Prescindiendo de las causas de aquella rebeldía, atribuida con tan poca probabilidad a los operarios de la moneda, Aureliano abusó violentamente de su victoria.[980] Además de ser tosco de suyo, como labriego y soldado, sus entrañas se condolían poquísimo de la tortura y la muerte. Ejercitado desde su temprana juventud en las armas, tenía poco aprecio por la vida de un ciudadano, castigaba un mero desliz con rigor ejecutivo y trasladaba la estricta disciplina de los campamentos a la aplicación civil de las leyes. Su amor por la justicia a menudo se tornaba una pasión ciega y furiosa, y, si veía algún riesgo para su persona o para la república, no contemplaba las reglas de la evidencia ni la proporción de los castigos. La rebelión no provocada con que los romanos recompensaron sus servicios exasperó su espíritu altanero, y la culpa o la sospecha de aquella conspiración recayó sobre las familias más nobles de la capital. Una cruel sed de venganza apuró la sangrienta persecución, y fue fatal para uno de los sobrinos del emperador. Los verdugos se cansaron —usando la expresión de un poeta contemporáneo—, las cárceles fueron pobladas y el infeliz Senado tuvo que llorar la ausencia o la muerte de sus miembros más ilustres.[981] El orgullo de Aureliano no era para ellos menos ofensivo que su crueldad, pues, desconociendo u hollando las restricciones de toda institución civil, blandía su espada, gobernando por derecho de conquista un imperio al que había salvado y sojuzgado.[982]

Uno de los más perspicaces príncipes romanos advirtió que el desempeño de su antecesor Aureliano, propio para el mando de un ejército, no era apropiado para el régimen de un imperio.[983] Consciente del personaje que la naturaleza y la experiencia habían capacitado para sobresalir, salió a campaña pocos meses después de su triunfo. Era muy útil el ejercitar el incansable temperamento de las legiones en alguna guerra lejana, y el monarca persa, engreído con el oprobio de Valeriano, aún desafiaba impunemente a la agraviada majestad de Roma.

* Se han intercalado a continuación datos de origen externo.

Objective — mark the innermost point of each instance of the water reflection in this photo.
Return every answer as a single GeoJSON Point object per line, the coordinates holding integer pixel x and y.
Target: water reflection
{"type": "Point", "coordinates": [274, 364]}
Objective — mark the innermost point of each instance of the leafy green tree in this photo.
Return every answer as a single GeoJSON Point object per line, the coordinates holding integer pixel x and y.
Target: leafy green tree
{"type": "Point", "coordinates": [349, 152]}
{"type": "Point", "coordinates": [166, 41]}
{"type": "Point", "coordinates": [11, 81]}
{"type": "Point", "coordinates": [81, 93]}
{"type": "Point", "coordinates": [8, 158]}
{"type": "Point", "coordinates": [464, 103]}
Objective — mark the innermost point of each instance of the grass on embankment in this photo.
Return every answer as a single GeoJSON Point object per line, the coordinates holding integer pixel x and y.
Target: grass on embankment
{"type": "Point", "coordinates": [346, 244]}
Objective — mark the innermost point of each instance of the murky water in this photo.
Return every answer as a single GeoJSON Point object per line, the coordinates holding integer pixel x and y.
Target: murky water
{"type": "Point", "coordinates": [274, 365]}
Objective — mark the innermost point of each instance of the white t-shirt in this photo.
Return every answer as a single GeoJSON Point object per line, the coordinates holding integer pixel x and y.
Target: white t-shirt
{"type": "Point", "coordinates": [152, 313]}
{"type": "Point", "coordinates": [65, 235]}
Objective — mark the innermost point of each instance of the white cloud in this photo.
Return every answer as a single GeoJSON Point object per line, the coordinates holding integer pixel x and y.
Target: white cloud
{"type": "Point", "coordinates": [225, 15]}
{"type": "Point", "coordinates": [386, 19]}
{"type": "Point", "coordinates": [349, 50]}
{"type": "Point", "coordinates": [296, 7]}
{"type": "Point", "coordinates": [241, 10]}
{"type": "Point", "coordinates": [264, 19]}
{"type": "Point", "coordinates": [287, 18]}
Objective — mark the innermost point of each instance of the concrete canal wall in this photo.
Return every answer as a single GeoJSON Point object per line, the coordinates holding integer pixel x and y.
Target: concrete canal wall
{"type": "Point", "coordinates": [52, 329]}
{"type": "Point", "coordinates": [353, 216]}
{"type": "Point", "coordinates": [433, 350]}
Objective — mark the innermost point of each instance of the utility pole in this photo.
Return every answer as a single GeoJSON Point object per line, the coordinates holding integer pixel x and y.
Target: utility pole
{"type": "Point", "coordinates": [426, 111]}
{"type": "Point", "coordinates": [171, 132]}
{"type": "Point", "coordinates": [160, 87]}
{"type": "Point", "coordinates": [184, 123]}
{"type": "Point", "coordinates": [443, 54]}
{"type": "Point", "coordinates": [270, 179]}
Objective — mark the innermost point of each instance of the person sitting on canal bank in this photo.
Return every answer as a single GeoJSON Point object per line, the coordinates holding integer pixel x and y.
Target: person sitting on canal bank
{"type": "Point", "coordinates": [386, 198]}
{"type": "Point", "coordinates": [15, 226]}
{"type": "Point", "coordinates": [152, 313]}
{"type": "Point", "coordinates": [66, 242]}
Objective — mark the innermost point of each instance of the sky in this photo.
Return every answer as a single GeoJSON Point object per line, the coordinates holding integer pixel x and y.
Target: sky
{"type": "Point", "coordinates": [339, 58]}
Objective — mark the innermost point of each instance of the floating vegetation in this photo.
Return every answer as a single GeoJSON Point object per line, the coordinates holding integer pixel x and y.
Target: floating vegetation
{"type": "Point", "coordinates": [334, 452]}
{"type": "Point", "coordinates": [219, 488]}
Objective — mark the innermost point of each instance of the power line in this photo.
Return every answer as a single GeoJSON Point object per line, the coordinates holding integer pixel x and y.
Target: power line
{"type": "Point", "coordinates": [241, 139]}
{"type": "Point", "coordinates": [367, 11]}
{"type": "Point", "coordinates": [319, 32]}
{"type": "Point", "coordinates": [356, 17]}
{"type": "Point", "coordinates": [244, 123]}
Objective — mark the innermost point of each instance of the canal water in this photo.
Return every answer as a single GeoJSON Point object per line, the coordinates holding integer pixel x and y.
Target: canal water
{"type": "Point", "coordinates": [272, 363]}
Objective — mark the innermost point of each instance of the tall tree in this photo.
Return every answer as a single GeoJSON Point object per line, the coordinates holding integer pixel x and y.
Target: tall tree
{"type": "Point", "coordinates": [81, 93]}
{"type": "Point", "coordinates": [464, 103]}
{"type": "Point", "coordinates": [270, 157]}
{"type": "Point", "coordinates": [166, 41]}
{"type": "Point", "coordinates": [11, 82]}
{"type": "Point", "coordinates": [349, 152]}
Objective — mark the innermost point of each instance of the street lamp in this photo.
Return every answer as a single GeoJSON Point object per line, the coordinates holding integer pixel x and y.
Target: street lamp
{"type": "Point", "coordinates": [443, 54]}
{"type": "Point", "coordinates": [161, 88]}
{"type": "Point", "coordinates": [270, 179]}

Capitaneando un ejército menos terrible por su número que por su denuedo y su disciplina, el emperador avanzó hasta los estrechos que separan a Europa de Asia. Allí pronto experimentó que la potestad más encumbrada es una débil defensa de la desesperación. Había amenazado a uno de sus secretarios que había sido acusado de extorsión, y era sabido que muy pocas veces amenazaba en vano. El único recurso que quedaba para el criminal era involucrar a algunos de los principales oficiales del ejército en su peligro, o al menos en su temor. Remedando mañosamente la letra del soberano, les fue mostrando en dilatada y sangrienta lista sus nombres, señalados para la muerte. Ajenos de maliciar el engaño, acordaron resguardar sus vidas sacrificando al emperador y marchando de Bizancio a Heraclea. Aureliano, asaltado de improviso por los conjurados cuyos destinos requerían su presencia junto al emperador, tras alguna resistencia terminó en manos de Mucapor, un general de su privanza. Murió llorado por la tropa, detestado por el Senado, pero universalmente reconocido como príncipe guerrero y venturoso, eficaz aunque severo reformador de un Estado degradado.[984]